If you’re wondering what you should do with your cash right now it’s a tough call. Hedge your bets by being in some short positions by using options that can be sold to reduce your basis or bought to protect your downside.  Insurance is never a great thing to buy. It’s a sunk cost, but at times like these it’s better to have protection and pay for it. What you shouldn’t do is buy long dated US treasuries. Right now the long bond (30yrs) is trading with a 4% yield. That might look like an attractive option for your cash, but beware. Locking yourself into a fixed rate of return, a low one at that may give you peace of mind over the short-term but ask yourself if you can:

a)    live with a 4% return
b)    discount the fact that inflation is in the pipeline
c)    think that the government will reduce its debt load by paying it down

If the US continues to issue debt, and there is little indication that it will stop anytime soon, then the US Treasury yield will have no where to go but up and investors will demand more rent for their money.
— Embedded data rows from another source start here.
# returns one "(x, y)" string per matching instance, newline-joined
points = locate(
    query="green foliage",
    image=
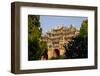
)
(34, 34)
(84, 28)
(78, 47)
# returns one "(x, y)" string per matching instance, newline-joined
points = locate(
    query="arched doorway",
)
(56, 53)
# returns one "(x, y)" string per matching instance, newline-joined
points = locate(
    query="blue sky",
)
(48, 22)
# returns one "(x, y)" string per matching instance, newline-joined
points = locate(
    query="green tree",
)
(34, 34)
(78, 47)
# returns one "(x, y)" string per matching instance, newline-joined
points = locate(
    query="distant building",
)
(57, 37)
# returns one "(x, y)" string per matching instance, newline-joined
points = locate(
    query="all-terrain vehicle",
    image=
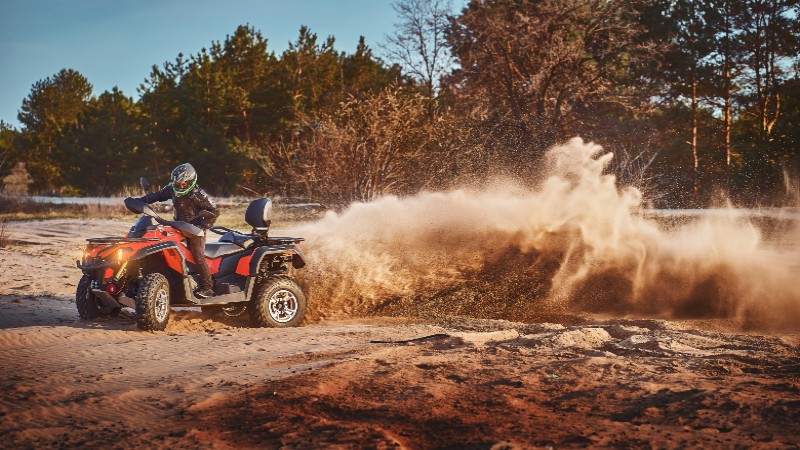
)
(152, 269)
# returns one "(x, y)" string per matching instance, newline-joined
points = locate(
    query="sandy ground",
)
(377, 383)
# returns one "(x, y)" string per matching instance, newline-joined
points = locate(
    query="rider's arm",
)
(204, 203)
(158, 196)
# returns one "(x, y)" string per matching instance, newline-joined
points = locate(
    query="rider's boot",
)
(204, 293)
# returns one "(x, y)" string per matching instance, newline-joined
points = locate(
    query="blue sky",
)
(116, 42)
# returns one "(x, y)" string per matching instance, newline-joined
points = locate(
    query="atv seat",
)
(217, 249)
(240, 239)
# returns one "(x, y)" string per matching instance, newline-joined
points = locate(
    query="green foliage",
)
(637, 77)
(53, 105)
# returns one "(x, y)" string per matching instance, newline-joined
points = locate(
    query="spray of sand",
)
(578, 243)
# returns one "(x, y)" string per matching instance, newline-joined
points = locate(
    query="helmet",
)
(184, 178)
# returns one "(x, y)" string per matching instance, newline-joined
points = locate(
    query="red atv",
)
(152, 269)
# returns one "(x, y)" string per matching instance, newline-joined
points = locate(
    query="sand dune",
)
(371, 382)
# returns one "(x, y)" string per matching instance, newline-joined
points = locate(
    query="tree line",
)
(696, 98)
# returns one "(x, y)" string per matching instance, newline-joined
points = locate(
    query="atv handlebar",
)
(137, 206)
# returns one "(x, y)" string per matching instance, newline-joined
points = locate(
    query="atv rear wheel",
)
(152, 302)
(88, 306)
(279, 303)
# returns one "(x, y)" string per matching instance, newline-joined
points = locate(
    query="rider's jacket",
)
(187, 207)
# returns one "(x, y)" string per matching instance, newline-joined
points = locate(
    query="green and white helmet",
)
(184, 178)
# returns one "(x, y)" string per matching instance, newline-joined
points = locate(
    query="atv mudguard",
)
(262, 252)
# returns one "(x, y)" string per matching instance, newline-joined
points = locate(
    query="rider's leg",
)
(197, 247)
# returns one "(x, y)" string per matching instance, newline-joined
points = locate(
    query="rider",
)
(190, 204)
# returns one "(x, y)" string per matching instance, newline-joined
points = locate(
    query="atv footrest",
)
(235, 297)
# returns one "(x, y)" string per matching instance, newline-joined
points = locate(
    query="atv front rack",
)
(118, 240)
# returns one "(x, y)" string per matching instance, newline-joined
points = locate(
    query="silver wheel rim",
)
(283, 306)
(161, 305)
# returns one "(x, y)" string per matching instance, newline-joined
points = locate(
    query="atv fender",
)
(258, 256)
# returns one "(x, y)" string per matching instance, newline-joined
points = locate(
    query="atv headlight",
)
(123, 253)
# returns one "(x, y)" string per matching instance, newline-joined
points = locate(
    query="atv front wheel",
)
(152, 302)
(279, 302)
(88, 307)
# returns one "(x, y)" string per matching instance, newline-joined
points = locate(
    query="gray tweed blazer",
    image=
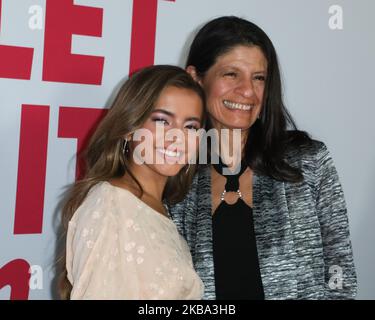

Bond prices will fall under their own weight and when prices fall because of over supply in the bond market, rates go higher and the value of your holding will decrease in value and your “fixed” returns will doom you to watch your wealth erode from the sidelines.

BP and Toyota

BPs folly is good news for natural gas and Toyota. Why Toyota you ask? Because no one is talking about them anymore! BP is now the talk of the town.

We are not paid here to make political or social judgments – although we do anyway. Our goal though is to make you money or help you hold on to what you have. One way to do this is to interpret what the market is saying.

The market is now saying that oil drilling in the US is dead, especially in areas that are environmentally sensitive.  Remember the Arctic National Wildlife Refuge (ANWR)…forget about it! If the Sierra Club were a public company I would recommend loading up on shares. The big winner in all of this? Natural gas. If you don’t have exposure to this commodity, get some now. It’s going to be the story du jour for some time to come. It’s a wonder that it wasn’t high on the list prior to now.

Natural gas is trading nearer its all-time lows than its all-time highs. It has still not really moved higher. The best way to play it? Long dated natural gas futures followed by natural gas stocks. Don’t play the ETF unless you understand how it works.

It will be some time before natural gas becomes the fuel of choice for the masses. A lot of infrastructure needs to be built out. Sure there’s a ton of gas out there, but few places to stop and fill up your car. Worse, there are few cars or trucks that can operate on gas. But, you can bet your bottom dollar that the government will soon be offering incentives to all manner of natural gas applications. Look for any pullbacks in the price of Natural Gas to take positions. It could very well be the trade of the decade.